Tzitzis transformed me into the man behind a movement

As told to Rivka Streicher by Yehuda Yosef Skriloff
J
ust a few years ago, I was 17, in yeshivah, but I wasn’t keeping Shabbos.
It wasn’t quite a mainstream yeshivah, but it was a safe space for guys who were struggling. It gave us a framework, with rebbeim who were willing to hear us out. They were shepherds of a wayward flock, there to give us back the treasure — we only had to want it.
But I wasn’t sure that I did. I had come from a frum background, went to the right schools, but by the time I hit my mid-teens, I was struggling deeply. I dropped one religious rite after another — brachos, davening, my kippah and tzitzis. I’d wear my kippah in yeshivah, but not outside. I didn’t want this overt symbol of Jewishness on my head; I just wanted to blend into wider society.
By 12th grade, I was in a rough place. It had been almost two years of not keeping Shabbos, of using my phone or taking a puff on that holiest day.
I spent entire nights chilling, watching, hanging out with friends, then stumbling through my days bleary-eyed. It was an existence entirely without structure, but by then I didn’t know any other.
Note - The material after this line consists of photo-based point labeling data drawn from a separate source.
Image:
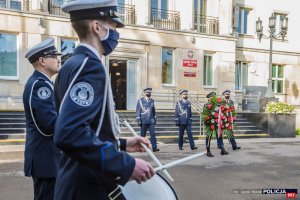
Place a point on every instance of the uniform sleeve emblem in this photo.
(82, 93)
(44, 93)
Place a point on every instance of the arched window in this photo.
(55, 7)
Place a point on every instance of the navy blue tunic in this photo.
(183, 113)
(41, 155)
(91, 165)
(145, 111)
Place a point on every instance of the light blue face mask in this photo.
(110, 42)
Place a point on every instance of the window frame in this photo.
(276, 79)
(173, 67)
(242, 19)
(278, 22)
(212, 68)
(66, 38)
(242, 82)
(17, 77)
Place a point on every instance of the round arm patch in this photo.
(82, 93)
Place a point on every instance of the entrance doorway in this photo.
(118, 77)
(123, 76)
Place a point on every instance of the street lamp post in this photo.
(259, 30)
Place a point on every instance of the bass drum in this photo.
(157, 188)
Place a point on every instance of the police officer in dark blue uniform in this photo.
(230, 103)
(146, 117)
(183, 119)
(41, 155)
(87, 128)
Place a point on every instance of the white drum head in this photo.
(154, 189)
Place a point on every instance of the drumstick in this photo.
(149, 152)
(177, 162)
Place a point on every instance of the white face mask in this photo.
(106, 36)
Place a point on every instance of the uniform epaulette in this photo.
(41, 79)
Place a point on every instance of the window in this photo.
(279, 19)
(159, 4)
(208, 71)
(67, 47)
(11, 4)
(159, 9)
(200, 15)
(243, 20)
(241, 75)
(277, 78)
(167, 66)
(8, 56)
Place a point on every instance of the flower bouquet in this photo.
(218, 117)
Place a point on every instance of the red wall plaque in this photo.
(189, 63)
(189, 74)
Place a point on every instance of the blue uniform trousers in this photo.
(188, 129)
(151, 128)
(43, 188)
(231, 140)
(219, 141)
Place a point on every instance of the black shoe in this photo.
(236, 147)
(224, 152)
(209, 154)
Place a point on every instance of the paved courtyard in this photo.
(260, 164)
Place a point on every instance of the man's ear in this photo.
(41, 61)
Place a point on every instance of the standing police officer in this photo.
(87, 127)
(183, 119)
(41, 155)
(230, 103)
(145, 116)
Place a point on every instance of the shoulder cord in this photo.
(30, 107)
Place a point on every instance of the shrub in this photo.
(279, 107)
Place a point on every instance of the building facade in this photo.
(199, 45)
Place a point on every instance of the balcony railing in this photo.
(21, 5)
(127, 13)
(165, 19)
(205, 24)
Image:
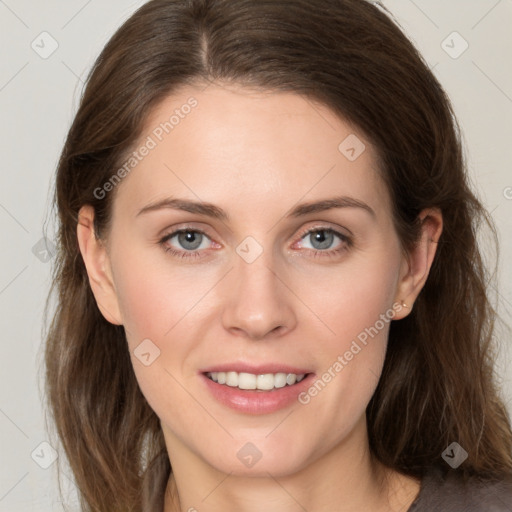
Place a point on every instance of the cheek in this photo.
(155, 296)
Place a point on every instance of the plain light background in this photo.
(38, 98)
That winter I felt myself wanting to change so badly. Around me, guys were on their own journeys. Many were finding the way. I’d also progressed from where I was just a few months before, when I’d only wanted to want. But I still didn’t know how. I was, if not comfortable, then languid. And well and truly stuck.
One morning, after a night spent aimlessly with the guys, instead of hitting the sack, I dragged myself out. I wanted to try, to give yeshivah a shot, even though it was so awfully hard.
The bus came and I staggered aboard. It was full, and I must’ve been standing too close to an older woman. She yanked her purse close to herself and gave me the dirtiest look, as if I were a common criminal.
“Whadja think you’re doing?” she started yelling.
Just then the bus shuddered to a halt. I sighed and got off, ignoring her.
I transferred to the subway, and when it made an abrupt stop, I bumped into a passenger in formal dress. He glowered at me. I’m a tough-looking guy; between my disheveled hair, tight jeans, and solid physique, he must’ve thought I was a hoodlum.